Bu tür eylemlerin dinimizi alçaltmak adına, yanlış göstermek adına olduğunu da pekala biliyoruz. Şunu da biliyoruz ki bu dini koruyan insanlık olmadığı gibi sürekliliğini de devam ettirecek yine insanlık değil ‘ol’ emriyle dilediğini yapmaya muktedir olan(tek merci) Rabbimizdir.

İnsanoğlunun en değerli dostu zevcesi olduğundan dünyanın aldatıcılığına karşı uyanık olmalıyız.

Ne demektir zevc? Birbirine benzeyen veya zıt olan iki şeyden biri. Gece ile gündüz gibi. Benzeyenler izdivac ile birbirleriyle kaynaşırlar. Gece her ne kadar gündüze zıt olsa da kesiştikleri bir nokta vardır.

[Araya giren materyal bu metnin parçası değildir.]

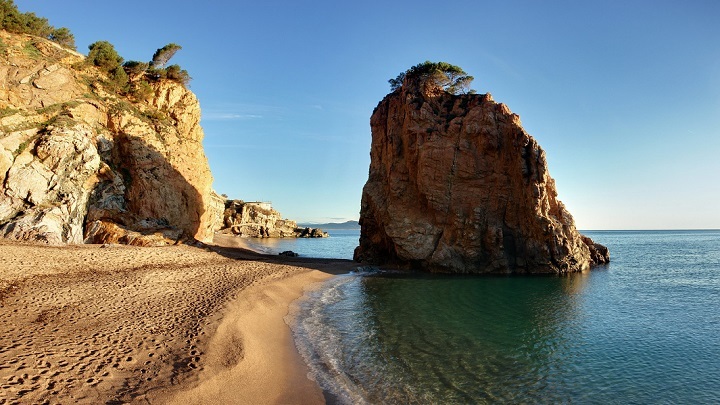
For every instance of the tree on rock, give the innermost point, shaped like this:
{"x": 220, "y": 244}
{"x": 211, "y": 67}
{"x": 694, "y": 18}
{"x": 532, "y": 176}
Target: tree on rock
{"x": 164, "y": 54}
{"x": 64, "y": 37}
{"x": 103, "y": 55}
{"x": 449, "y": 77}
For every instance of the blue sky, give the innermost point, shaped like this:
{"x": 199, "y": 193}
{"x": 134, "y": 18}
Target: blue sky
{"x": 624, "y": 96}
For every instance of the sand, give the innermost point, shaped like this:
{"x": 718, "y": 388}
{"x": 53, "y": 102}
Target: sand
{"x": 179, "y": 324}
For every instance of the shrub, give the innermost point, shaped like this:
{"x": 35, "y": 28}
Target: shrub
{"x": 449, "y": 77}
{"x": 164, "y": 54}
{"x": 141, "y": 90}
{"x": 64, "y": 37}
{"x": 135, "y": 68}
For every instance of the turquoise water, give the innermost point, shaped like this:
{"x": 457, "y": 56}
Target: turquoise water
{"x": 644, "y": 329}
{"x": 340, "y": 245}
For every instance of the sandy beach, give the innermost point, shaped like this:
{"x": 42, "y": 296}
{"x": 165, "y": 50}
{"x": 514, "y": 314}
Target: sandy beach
{"x": 179, "y": 324}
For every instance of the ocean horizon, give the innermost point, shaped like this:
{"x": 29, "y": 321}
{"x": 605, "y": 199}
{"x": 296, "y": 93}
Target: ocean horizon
{"x": 642, "y": 329}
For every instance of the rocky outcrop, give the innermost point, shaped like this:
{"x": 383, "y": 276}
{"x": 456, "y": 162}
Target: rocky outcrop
{"x": 457, "y": 185}
{"x": 260, "y": 220}
{"x": 79, "y": 163}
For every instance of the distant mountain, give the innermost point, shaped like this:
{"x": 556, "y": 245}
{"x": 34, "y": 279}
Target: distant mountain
{"x": 334, "y": 225}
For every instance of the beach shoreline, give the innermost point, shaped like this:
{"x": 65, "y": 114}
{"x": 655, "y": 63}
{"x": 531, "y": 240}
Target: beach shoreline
{"x": 93, "y": 324}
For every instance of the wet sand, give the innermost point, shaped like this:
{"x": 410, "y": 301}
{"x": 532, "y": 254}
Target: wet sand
{"x": 179, "y": 324}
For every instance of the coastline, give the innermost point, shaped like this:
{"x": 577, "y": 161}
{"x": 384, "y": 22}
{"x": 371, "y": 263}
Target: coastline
{"x": 172, "y": 324}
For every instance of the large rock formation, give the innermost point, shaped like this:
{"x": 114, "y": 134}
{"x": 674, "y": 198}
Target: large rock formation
{"x": 79, "y": 163}
{"x": 260, "y": 220}
{"x": 457, "y": 185}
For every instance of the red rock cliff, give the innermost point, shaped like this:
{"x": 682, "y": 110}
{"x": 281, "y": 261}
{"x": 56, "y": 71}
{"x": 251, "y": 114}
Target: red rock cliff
{"x": 457, "y": 185}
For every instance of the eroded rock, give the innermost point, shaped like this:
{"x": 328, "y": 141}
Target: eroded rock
{"x": 457, "y": 185}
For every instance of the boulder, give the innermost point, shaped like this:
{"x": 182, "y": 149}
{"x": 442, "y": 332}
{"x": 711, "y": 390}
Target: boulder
{"x": 457, "y": 185}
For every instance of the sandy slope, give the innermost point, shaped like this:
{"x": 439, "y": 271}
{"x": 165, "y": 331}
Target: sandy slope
{"x": 175, "y": 324}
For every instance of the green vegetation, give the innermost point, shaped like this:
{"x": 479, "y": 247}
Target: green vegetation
{"x": 64, "y": 37}
{"x": 449, "y": 77}
{"x": 31, "y": 50}
{"x": 164, "y": 54}
{"x": 12, "y": 20}
{"x": 7, "y": 111}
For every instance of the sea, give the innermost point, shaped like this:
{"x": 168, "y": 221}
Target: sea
{"x": 644, "y": 329}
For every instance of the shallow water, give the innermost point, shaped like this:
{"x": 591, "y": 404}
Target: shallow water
{"x": 340, "y": 245}
{"x": 644, "y": 329}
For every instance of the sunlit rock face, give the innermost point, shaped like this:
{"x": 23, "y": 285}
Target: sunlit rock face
{"x": 457, "y": 185}
{"x": 79, "y": 163}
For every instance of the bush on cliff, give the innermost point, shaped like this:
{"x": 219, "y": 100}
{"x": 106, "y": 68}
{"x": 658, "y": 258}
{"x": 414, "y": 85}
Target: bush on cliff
{"x": 449, "y": 77}
{"x": 103, "y": 55}
{"x": 163, "y": 55}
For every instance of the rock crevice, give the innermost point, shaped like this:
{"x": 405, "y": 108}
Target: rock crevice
{"x": 81, "y": 163}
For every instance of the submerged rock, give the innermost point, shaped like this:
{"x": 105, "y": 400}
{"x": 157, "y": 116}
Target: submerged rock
{"x": 457, "y": 185}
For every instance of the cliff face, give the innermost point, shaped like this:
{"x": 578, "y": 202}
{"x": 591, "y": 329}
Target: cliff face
{"x": 81, "y": 164}
{"x": 457, "y": 185}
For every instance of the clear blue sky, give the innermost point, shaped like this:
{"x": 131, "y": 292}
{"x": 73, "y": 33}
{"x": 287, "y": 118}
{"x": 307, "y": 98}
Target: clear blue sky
{"x": 624, "y": 96}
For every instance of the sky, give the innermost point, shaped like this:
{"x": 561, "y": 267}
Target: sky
{"x": 623, "y": 96}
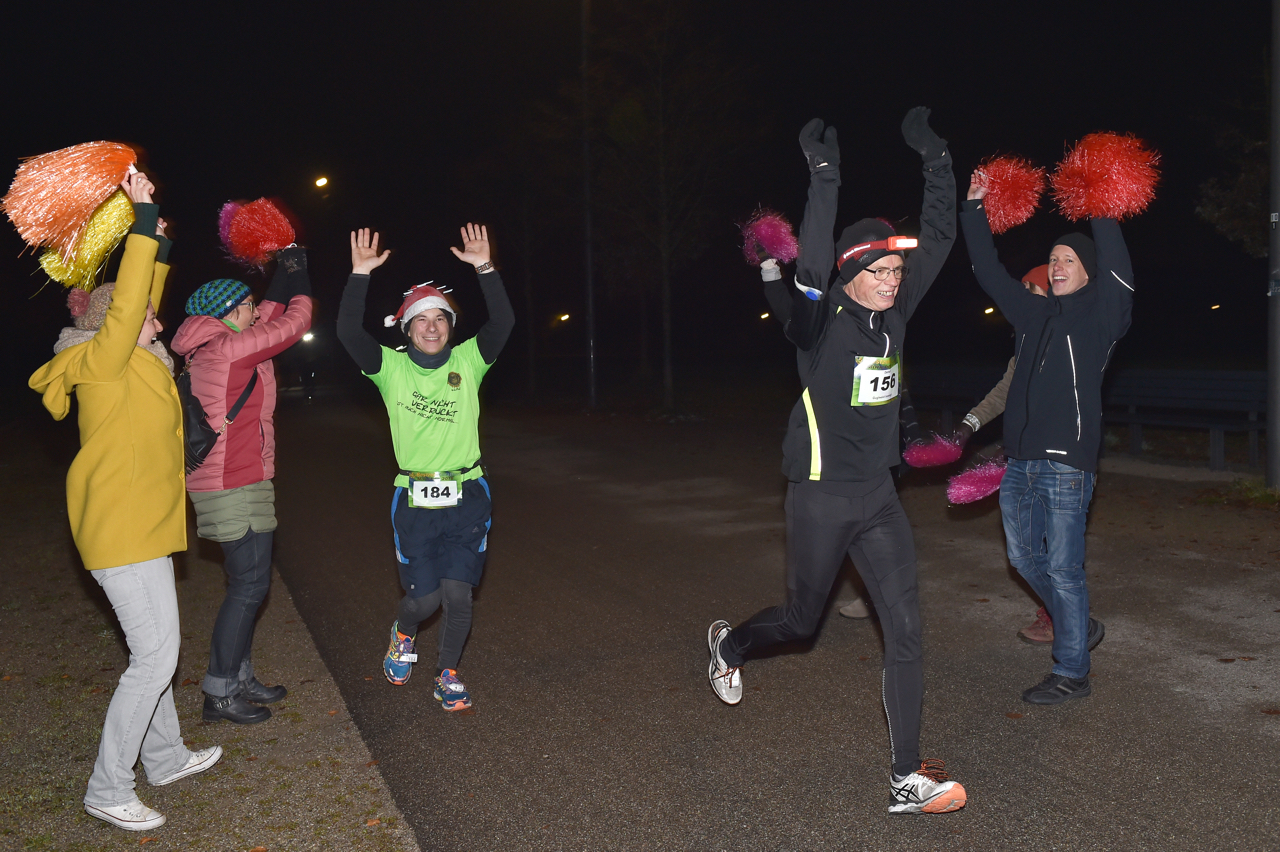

İnsanı halk ederken kendi ruhundan üfleyen yaratıcının rahmet ve affedicilik özelliğini, mahlukatta kendisiyle kaynaştığı zevcesine göstermediğini ekranlardan rahatça görebiliyoruz. Hala bir takım İslam -dışı- adına prensip denilen uygulamaların yapıldığı bir gerçek. Zaman ve kavramların yok olduğunu görüyoruz. Duygular körelmiş, dostluklar zedelenmiş, her biri menfi arzularla donatılmış, yığına dönmüş dünya!

İnsanlığı ayrı kulvarlara döndürerek ‘özgürlük’ adı altında ruhi güzelliklere kilit vurup her ferde farklı bakış açısı sunan bu asır, önce zevclerin arasını açmış sonra aileyi parçalayarak toplumların dağılmasına , çökmesine zemin hazırlamıştır.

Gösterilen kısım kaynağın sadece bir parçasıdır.